Cleanliness is essential for successful breeding. Use a transparent, easy-to-clean, airtight and well-ventilated container. A recycled vivarium or aquarium with a cover fitted with a fine wire mesh is ideal. Do not exceed the standard of one cricket per 2.5 cm². A 90 liter vivarium (approximately 75 cm x 30 cm x 30 cm) can thus contain 300 to 500 crickets.

Crickets are sensitive to vibrations and lighting. Install the vivarium in a calm and stable place, where it will benefit from 12 to 14 hours of light per day. Avoid placing it in direct sunlight.

Heat, water and food

For optimum performance, keep the temperature of the vivarium constant around 30 ° C. Use a 40W bulb during the day and a hotplate at night. Take measurements regularly with a thermometer and adjust heat sources as needed.

Crickets should not run out of water. Place a shallow container filled with gravel or small logs in the vivarium and add water regularly.

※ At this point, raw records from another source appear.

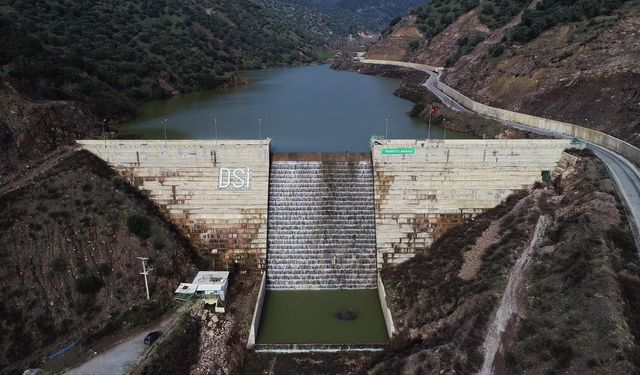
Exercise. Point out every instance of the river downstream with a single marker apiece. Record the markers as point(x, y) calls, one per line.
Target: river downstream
point(303, 109)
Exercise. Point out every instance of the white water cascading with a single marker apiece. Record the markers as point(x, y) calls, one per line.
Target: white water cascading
point(321, 225)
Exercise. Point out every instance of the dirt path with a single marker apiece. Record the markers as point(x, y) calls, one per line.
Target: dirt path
point(493, 345)
point(27, 177)
point(121, 358)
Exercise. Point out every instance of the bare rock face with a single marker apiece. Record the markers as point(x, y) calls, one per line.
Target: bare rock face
point(31, 129)
point(588, 77)
point(584, 73)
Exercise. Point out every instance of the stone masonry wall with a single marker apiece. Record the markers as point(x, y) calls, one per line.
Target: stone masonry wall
point(215, 192)
point(422, 188)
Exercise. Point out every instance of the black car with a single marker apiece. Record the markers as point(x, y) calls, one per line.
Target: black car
point(152, 337)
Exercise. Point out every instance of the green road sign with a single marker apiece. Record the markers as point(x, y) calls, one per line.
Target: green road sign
point(398, 151)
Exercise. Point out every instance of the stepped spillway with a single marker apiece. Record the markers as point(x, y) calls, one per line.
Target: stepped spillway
point(321, 231)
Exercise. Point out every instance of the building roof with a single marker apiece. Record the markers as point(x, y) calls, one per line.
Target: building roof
point(186, 288)
point(204, 278)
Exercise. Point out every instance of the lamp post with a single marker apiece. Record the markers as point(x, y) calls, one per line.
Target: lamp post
point(386, 128)
point(164, 125)
point(215, 128)
point(145, 273)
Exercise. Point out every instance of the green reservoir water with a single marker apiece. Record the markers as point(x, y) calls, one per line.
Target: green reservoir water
point(303, 109)
point(309, 317)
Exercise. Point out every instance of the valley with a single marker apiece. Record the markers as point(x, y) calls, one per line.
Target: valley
point(391, 218)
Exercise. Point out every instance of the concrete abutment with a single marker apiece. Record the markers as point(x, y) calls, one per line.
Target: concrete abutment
point(217, 193)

Crickets need a variety of foods: grains (oatmeal, wheat germ) and pieces of fresh fruit and vegetables. Medication-free poultry feed can be added.

Crickets sometimes eat their peers. Water scarcity, food shortage, and too much population density are among the factors causing cannibalism.

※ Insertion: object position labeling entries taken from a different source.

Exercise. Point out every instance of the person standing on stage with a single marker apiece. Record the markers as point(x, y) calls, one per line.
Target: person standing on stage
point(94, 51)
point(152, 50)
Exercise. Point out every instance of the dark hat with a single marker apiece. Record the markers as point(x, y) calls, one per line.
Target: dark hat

Shelters and nesting boxes

Crickets hide for protection, moult and reproduce. Egg cartons are excellent shelters. Replace them when they are dirty.

The layout of the spawning sites requires plastic containers with a depth of about 5 cm. To facilitate access to these nests, make cardboard walkways (see attached diagram).

Fill the nests with fine sand or peat moss previously sterilized for a few minutes in the microwave. Place two or three nesting boxes at the bottom of the vivarium. Each female can lay a hundred eggs in a few days. Keep the contents of the nest always moist to prevent the eggs from drying out. After three days, remove the nests and place them in another vivarium, still at a temperature of around 30 ° C, for the incubation period.

After 10 to 13 days, tiny crickets appear. They will become adults in eight to ten weeks. The rearing conditions are the same for the young and for the adults, but the young must be isolated to prevent them from being eaten.

Adult crickets live two to three months. You can take it regularly, taking care to always keep about ten breeding pairs.